I do want to share another example at Yale that is exciting, the OPTIMUM study, led by Elizabeth Claus, a leading neurosurgeon and biostatistician. The best thing I can do is share what patient advocate Liz Salmi wrote me about the evolution of this study and her observations of it.
Liz said that she enrolled in Claus’ low-grade glioma research registry in 2014. She described the sign-up process as “super complicated — it took me 4 weeks just to get everything submitted. If I wasn’t a big nerd, I might have given up after just 1 hour of friction.” She then met Elizabeth at a brain tumor conference and told her how hard it was to participate in the study. A few years later, Elizabeth asked Liz to be an advisor on a major grant and Liz said she did not want to be an advisor — she wanted to be an investigator. She wanted to help design the messaging, recruitment, and feedback process for other patients like her living with low-grade glioma. Liz had already been working with Bethany Kwan, who had a project requiring multi-stakeholder engagement. In the end, Elizabeth and Liz began working together, with Bethany joining too, to craft a truly innovative approach to brain research that will bring in patients as partners — and some, as researchers. Liz says, “I was inspired and emboldened by patient-researchers like Dana Lewis, who doesn’t want to be studied, she wants to lead the study.”
I asked Liz what changed when a patient becomes a co-investigator. She said it starts with how people talk. She wrote to me that “When we first started plotting the project, one of the bench scientists referred to both human and canine tumors in the same sentence as if we were equal participants. And I guess, without a ‘patient in the room,’ we would continue to be just as involved as dogs.” She also noted that the project has a unit that she leads that is focused on the experience of participants.
Liz conveyed the importance of the early adopters of this approach. The work of the early adopters can embolden people like Elizabeth Claus to trust patients as valued members of the team, beginning a wave of adoption among more traditional investigators.
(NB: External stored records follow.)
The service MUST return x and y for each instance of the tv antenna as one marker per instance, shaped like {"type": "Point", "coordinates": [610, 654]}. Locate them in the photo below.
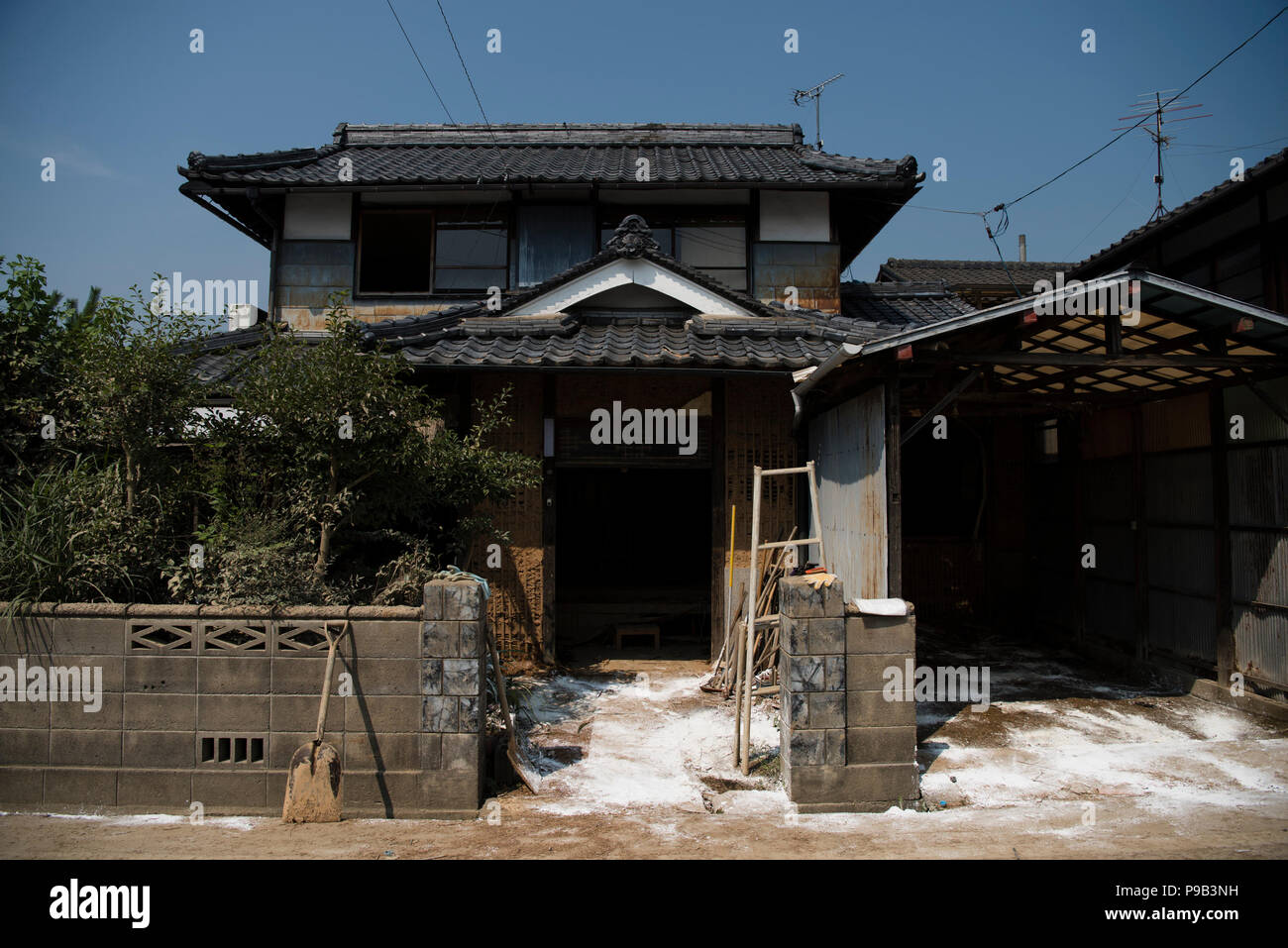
{"type": "Point", "coordinates": [815, 93]}
{"type": "Point", "coordinates": [1145, 108]}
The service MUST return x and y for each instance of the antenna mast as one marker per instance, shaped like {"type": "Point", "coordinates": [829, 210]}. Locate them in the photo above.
{"type": "Point", "coordinates": [1157, 110]}
{"type": "Point", "coordinates": [815, 93]}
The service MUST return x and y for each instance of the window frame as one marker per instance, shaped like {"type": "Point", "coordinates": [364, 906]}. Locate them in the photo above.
{"type": "Point", "coordinates": [678, 217]}
{"type": "Point", "coordinates": [359, 291]}
{"type": "Point", "coordinates": [436, 214]}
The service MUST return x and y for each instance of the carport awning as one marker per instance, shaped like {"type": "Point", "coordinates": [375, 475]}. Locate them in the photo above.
{"type": "Point", "coordinates": [1126, 334]}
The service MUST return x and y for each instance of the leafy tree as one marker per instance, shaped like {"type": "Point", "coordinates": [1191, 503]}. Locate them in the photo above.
{"type": "Point", "coordinates": [339, 417]}
{"type": "Point", "coordinates": [30, 359]}
{"type": "Point", "coordinates": [132, 390]}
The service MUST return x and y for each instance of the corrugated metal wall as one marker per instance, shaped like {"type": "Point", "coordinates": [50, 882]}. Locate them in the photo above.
{"type": "Point", "coordinates": [1177, 614]}
{"type": "Point", "coordinates": [848, 447]}
{"type": "Point", "coordinates": [515, 609]}
{"type": "Point", "coordinates": [1258, 535]}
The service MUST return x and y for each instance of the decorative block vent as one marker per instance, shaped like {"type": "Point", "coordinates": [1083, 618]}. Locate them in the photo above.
{"type": "Point", "coordinates": [235, 636]}
{"type": "Point", "coordinates": [167, 636]}
{"type": "Point", "coordinates": [305, 636]}
{"type": "Point", "coordinates": [232, 750]}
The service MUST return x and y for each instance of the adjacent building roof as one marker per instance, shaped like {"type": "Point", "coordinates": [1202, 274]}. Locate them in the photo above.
{"type": "Point", "coordinates": [971, 273]}
{"type": "Point", "coordinates": [1121, 252]}
{"type": "Point", "coordinates": [765, 338]}
{"type": "Point", "coordinates": [553, 155]}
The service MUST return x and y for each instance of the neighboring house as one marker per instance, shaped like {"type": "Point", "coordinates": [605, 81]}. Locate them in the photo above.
{"type": "Point", "coordinates": [1231, 239]}
{"type": "Point", "coordinates": [679, 268]}
{"type": "Point", "coordinates": [1087, 475]}
{"type": "Point", "coordinates": [979, 282]}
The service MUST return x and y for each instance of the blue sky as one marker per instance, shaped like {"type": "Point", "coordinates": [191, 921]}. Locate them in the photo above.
{"type": "Point", "coordinates": [1003, 91]}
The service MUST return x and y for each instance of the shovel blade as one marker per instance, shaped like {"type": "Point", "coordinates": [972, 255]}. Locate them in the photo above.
{"type": "Point", "coordinates": [313, 785]}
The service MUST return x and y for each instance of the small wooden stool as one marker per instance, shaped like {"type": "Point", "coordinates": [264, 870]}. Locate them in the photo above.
{"type": "Point", "coordinates": [636, 630]}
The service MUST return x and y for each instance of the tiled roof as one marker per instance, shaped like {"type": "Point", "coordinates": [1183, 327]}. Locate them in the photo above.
{"type": "Point", "coordinates": [764, 338]}
{"type": "Point", "coordinates": [1275, 162]}
{"type": "Point", "coordinates": [961, 273]}
{"type": "Point", "coordinates": [553, 154]}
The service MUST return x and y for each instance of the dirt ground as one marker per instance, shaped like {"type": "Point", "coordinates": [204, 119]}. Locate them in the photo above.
{"type": "Point", "coordinates": [636, 764]}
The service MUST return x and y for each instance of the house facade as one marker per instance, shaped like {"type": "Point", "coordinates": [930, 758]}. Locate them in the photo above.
{"type": "Point", "coordinates": [1064, 468]}
{"type": "Point", "coordinates": [645, 291]}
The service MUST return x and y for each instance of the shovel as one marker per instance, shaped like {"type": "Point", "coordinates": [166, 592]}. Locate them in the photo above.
{"type": "Point", "coordinates": [313, 785]}
{"type": "Point", "coordinates": [518, 759]}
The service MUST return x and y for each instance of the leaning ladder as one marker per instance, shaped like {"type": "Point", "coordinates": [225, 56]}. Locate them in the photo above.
{"type": "Point", "coordinates": [742, 732]}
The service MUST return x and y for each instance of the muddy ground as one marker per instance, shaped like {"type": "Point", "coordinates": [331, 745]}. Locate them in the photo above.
{"type": "Point", "coordinates": [1067, 762]}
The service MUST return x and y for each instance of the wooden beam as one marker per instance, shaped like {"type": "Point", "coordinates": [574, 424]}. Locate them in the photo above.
{"type": "Point", "coordinates": [894, 492]}
{"type": "Point", "coordinates": [940, 404]}
{"type": "Point", "coordinates": [1098, 361]}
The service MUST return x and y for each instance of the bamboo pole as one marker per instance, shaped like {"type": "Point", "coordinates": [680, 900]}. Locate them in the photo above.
{"type": "Point", "coordinates": [754, 600]}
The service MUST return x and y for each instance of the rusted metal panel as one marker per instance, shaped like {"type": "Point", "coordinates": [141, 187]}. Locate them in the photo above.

So, kudos to the Learning Health Networks. You are the pioneers. Your work will de-risk these approaches for those who follow you. I was on a call this week, and Paul Wicks was quoting something from Susannah Fox… something like … people say… that’s crazy, that’s crazy, that’s crazy… oh, that was obvious. We are closing in on the day when people will see what you are doing not as radical or fringe, but so obviously beneficial that they will wonder what took so long.
Thank you all for what you are doing.